Request ID: W6Fd5wrAMGkAALRjYREAAADA

message
[{exception_id}] {exception_url}   RuntimeException from line 67 of /srv/mediawiki/php-1.32.0-wmf.20/extensions/CirrusSearch/includes/Elastica/PooledHttp.php:

Timeout reached waiting for an available pooled curl connection!
stacktrace
#0 /srv/mediawiki/php-1.32.0-wmf.20/extensions/CirrusSearch/includes/Elastica/PooledHttp.php(67): curl_init_pooled(string)
#1 /srv/mediawiki/php-1.32.0-wmf.20/vendor/ruflin/elastica/lib/Elastica/Transport/Http.php(51): CirrusSearch\Elastica\PooledHttp->_getConnection(boolean)
#2 /srv/mediawiki/php-1.32.0-wmf.20/vendor/ruflin/elastica/lib/Elastica/Request.php(193): Elastica\Transport\Http->exec(Elastica\Request, array)
#3 /srv/mediawiki/php-1.32.0-wmf.20/vendor/ruflin/elastica/lib/Elastica/Client.php(674): Elastica\Request->send()
#4 /srv/mediawiki/php-1.32.0-wmf.20/vendor/ruflin/elastica/lib/Elastica/Multi/Search.php(150): Elastica\Client->request(string, string, string, array, string)
#5 /srv/mediawiki/php-1.32.0-wmf.20/extensions/CirrusSearch/includes/CompletionSuggester.php(208): Elastica\Multi\Search->search()
#6 /srv/mediawiki/php-1.32.0-wmf.20/extensions/CirrusSearch/includes/Util.php(119): Closure$CirrusSearch\CompletionSuggester::suggest()
#7 /srv/mediawiki/php-1.32.0-wmf.20/includes/poolcounter/PoolCounterWorkViaCallback.php(69): Closure$CirrusSearch\Util::wrapWithPoolStats()
#8 /srv/mediawiki/php-1.32.0-wmf.20/includes/poolcounter/PoolCounterWork.php(123): PoolCounterWorkViaCallback->doWork()
#9 /srv/mediawiki/php-1.32.0-wmf.20/extensions/CirrusSearch/includes/Util.php(177): PoolCounterWork->execute()
#10 /srv/mediawiki/php-1.32.0-wmf.20/extensions/CirrusSearch/includes/CompletionSuggester.php(221): CirrusSearch\Util::doPoolCounterWork(string, User, Closure$CirrusSearch\Util::wrapWithPoolStats;357)
#11 /srv/mediawiki/php-1.32.0-wmf.20/extensions/CirrusSearch/includes/CirrusSearch.php(438): CirrusSearch\CompletionSuggester->suggest(string, array)
#12 /srv/mediawiki/php-1.32.0-wmf.20/extensions/CirrusSearch/includes/CirrusSearch.php(531): CirrusSearch->getSuggestions(string, array, CirrusSearch\SearchConfig)
#13 /srv/mediawiki/php-1.32.0-wmf.20/includes/search/SearchEngine.php(566): CirrusSearch->completionSearchBackend(string)
#14 /srv/mediawiki/php-1.32.0-wmf.20/includes/search/SearchEngine.php(609): SearchEngine->completionSearchBackendOverfetch(string)
#15 /srv/mediawiki/php-1.32.0-wmf.20/extensions/CirrusSearch/includes/CirrusSearch.php(542): SearchEngine->completionSearch(string)
#16 /srv/mediawiki/php-1.32.0-wmf.20/includes/api/ApiOpenSearch.php(117): CirrusSearch->completionSearchWithVariants(string)
#17 /srv/mediawiki/php-1.32.0-wmf.20/includes/api/ApiOpenSearch.php(91): ApiOpenSearch->search(string, array)
#18 /srv/mediawiki/php-1.32.0-wmf.20/includes/api/ApiMain.php(1587): ApiOpenSearch->execute()
#19 /srv/mediawiki/php-1.32.0-wmf.20/includes/api/ApiMain.php(531): ApiMain->executeAction()
#20 /srv/mediawiki/php-1.32.0-wmf.20/includes/api/ApiMain.php(502): ApiMain->executeActionWithErrorHandling()
#21 /srv/mediawiki/php-1.32.0-wmf.20/api.php(87): ApiMain->execute()
#22 /srv/mediawiki/w/api.php(3): include(string)

Notes

1,512 api request failures were recorded during a 2 minute period between 20:13 and 20:18 UTC.
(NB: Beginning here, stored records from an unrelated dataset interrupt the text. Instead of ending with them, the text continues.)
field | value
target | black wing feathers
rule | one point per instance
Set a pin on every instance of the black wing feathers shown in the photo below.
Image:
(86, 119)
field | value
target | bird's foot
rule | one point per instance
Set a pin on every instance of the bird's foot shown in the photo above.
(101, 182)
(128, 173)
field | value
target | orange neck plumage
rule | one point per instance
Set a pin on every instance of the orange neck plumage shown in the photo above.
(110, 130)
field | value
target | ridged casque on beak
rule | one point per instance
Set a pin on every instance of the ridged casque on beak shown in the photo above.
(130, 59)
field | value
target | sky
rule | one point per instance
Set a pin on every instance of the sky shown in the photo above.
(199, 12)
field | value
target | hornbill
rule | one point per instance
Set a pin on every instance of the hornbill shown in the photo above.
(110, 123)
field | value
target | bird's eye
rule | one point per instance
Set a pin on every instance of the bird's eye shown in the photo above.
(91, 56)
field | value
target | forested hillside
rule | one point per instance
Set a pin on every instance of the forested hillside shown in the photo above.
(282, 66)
A few examples of affected urls:

  • Search suggestions from desktop: /w/api.php?action=opensearch&format=json&formatversion=2&search=###&namespace=0&limit=10&suggest=true
  • Search suggestion from mobile: /w/api.php?action=query&format=json&prop=pageprops%7Cpageprops%7Cpageimages%7Cdescription&generator=prefixsearch&ppprop=displaytitle&piprop=thumbnail&pithumbsize=80&pilimit=15&redirects=&gpssearch=###&gpsnamespace=0&gpslimit=15
  • Miscellaneous queries that use prefixindex and or generators.

Event Timeline

Given the high impact, I first reached out to SRE before filing the task. @RobH mentioned that this was due to the accidental disabling of a network port, which has been resolved and doesn't really have any actionable follow-up.
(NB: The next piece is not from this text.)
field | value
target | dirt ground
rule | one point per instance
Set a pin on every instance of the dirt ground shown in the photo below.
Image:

However, I'm filing this because according to the IRC conversation the search cluster was expected to be able to handle a partial failure. This task is to investigate whether that's correct and working as intended.

Indeed the initial cause was my bad network port change, documented on T204772.

At a high level, these logs are saying the connection pools filled up on API application servers.

In terms of overall impact, from the search logs it looks like we were serving ~100k search requests per minute and the error rate was on the order of ~1k/minute, so around 1% of requests were failed out due to the network hiccup. This only affected API application servers because they serve ~90% of the search requests.

We regularly restart multiple servers at a time without seeing this, so it would have to depend on what is different. We are of course on codfw now instead of eqiad, so there could be variances there but i can't think of anything obvious. One major difference from restarts is the restart script de-pools before taking out the servers. Additionally the network port is closed on restart, as opposed to leaving the connections hanging.

Unfortunately i don't have any insight into the actual state of the connection pools to draw conclusions about what state the pools were in. We are moving away from hhvm and this connection pool only exists there so i'm not sure building out that visibility will be the right solution.

Will have to ponder more what to do with this.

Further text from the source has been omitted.